A recent study by Action Now and Stand Up Chicago  found that raising Chicago retail and restaurant workers’ wages to $15 an hour would cost about $100 million for a sector with $14.2 billion in yearly revenues in the city. That’s about 2.6 percent of revenue.
“Downtown employers can afford a very significant increase in wages,” they argue.
It’s an important reality check to vague scare talk about higher prices. That line of arguent works because it involves a “populist insinuation that higher wages would hurt the Average Joe,” according to Sirota.
Here’s another hard economic fact that deserves more attention, courtesy of the Center for Tax and Budget Accountability : the largest, most profitable retailers in Illinois pay the lowest wages.
On average, the huge chains, those with more than 500 employee in the state — about 2 percent of the firms, with about 60 percent of market share — pay 18.5 percent less than smaller companies.
McDonalds’ profits last year were $5.5 billion. And they don’t want to give their workers a $3-an-hour raise because they’d have to charge 5 cents more for a hamburger?
“Retail and fast food outlets in the Magnificent Mile and the Loop are among the country’s most profitable, but their workers take home poverty wages to the city’s poorest neighborhoods,” said Katelyn Johnson of Action Now  in a statement supporting WOC strikers.

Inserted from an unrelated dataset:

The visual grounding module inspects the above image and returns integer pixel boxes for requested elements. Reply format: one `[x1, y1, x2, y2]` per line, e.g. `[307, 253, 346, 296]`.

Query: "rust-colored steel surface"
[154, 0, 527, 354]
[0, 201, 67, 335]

“We know that they need and deserve a living wage to support their families. And every dollar invested in a living wage will raise up the economy for all of the city’s neighborhoods.”

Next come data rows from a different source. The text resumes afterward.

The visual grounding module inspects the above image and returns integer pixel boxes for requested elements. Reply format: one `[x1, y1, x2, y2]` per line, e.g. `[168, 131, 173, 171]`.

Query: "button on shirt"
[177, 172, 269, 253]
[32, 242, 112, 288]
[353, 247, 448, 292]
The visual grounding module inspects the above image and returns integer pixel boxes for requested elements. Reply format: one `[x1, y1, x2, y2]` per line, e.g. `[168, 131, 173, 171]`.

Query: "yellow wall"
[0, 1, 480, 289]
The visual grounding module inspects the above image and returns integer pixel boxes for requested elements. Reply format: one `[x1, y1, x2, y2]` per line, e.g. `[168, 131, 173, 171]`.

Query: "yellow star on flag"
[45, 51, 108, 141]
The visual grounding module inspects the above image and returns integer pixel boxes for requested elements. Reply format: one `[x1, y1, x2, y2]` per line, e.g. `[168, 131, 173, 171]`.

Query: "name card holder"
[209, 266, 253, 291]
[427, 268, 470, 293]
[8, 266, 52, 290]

CTBA estimates that by increasing consumer spending, raising the minimum wage by two dollars would generate 25,000 jobs in Illinois and increase economic activity in the state by $2.5 billion.
But there’s a much larger question missed by the Trib’s analysis: can the U.S. economy handle the wholesale replacement of middle-class employment with low-wage jobs?

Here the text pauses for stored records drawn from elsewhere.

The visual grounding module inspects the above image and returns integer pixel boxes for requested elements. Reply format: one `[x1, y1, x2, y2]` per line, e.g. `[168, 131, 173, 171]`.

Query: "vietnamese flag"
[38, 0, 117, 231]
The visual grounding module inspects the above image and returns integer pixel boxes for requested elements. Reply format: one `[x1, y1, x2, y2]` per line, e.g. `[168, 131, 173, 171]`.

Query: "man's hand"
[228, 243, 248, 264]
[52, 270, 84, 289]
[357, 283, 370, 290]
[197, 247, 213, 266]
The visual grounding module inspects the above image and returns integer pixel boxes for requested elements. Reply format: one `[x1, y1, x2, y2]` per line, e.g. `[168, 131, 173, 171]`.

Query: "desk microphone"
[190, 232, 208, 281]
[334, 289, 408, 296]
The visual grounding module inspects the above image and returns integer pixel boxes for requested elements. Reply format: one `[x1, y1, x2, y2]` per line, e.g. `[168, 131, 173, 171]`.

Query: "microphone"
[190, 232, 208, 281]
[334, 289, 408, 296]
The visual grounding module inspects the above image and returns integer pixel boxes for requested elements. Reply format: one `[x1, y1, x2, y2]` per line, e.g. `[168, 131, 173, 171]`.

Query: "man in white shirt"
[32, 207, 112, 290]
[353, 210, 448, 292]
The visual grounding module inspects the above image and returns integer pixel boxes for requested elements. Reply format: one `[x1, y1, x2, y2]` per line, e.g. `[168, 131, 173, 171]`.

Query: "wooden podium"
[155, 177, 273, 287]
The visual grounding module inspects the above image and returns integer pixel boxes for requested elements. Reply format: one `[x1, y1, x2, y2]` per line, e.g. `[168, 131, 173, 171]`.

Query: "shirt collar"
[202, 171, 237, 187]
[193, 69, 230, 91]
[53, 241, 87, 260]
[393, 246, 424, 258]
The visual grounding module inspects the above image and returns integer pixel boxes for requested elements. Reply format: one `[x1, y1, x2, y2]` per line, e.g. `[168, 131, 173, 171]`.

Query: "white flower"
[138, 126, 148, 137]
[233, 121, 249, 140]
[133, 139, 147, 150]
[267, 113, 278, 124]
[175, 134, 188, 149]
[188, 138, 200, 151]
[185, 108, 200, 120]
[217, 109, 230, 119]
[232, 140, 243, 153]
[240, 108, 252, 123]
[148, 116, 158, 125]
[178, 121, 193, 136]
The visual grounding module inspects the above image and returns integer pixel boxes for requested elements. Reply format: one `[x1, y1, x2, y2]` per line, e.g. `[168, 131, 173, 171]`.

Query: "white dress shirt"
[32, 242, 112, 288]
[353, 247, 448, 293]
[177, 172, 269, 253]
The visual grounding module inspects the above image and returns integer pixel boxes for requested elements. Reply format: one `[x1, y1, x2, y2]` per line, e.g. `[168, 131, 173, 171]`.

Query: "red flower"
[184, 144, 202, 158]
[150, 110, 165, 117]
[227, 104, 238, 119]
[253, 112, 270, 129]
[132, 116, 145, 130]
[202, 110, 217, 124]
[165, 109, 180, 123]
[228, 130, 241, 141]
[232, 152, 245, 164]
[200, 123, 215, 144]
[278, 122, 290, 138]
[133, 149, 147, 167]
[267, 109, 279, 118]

Middle-income jobs represented 60 percent of job losses  from 2008 to 2010 but only 22 percent of job growth in the recovery. On the other hand, low-wage jobs accounted for 21 percent of lost jobs but 58 percent of subsequent job growth. (The Tribune has covered this .)
It’s happening in Chicago: nearly one-third of Chicago workers now work for $12 an hour or less (up from 24 percent in low-wage jobs in 2001) according to a report from Women Employed and Action Now. 
Those are the kinds of jobs where Chicago is “showing strength” — “lesiure, hospitality, food, retail industries,” especially tied to tourism — as Mesirow chief economist Diane Swonk tells the Sun Times .
According to Women Employed and Action Now, those are jobs “paying too little to support an individual, much less a family, without public assistance or charity.”
Meanwhile, as I’ve argued, Mayor Emanuel’s policies seem aimed  at turning Chicago from the union town to a low-wage town.
Is this really the direction we want to go?
Maybe Chicago’s retail and fast food workers and the Workers Organizing Committee can do something about that.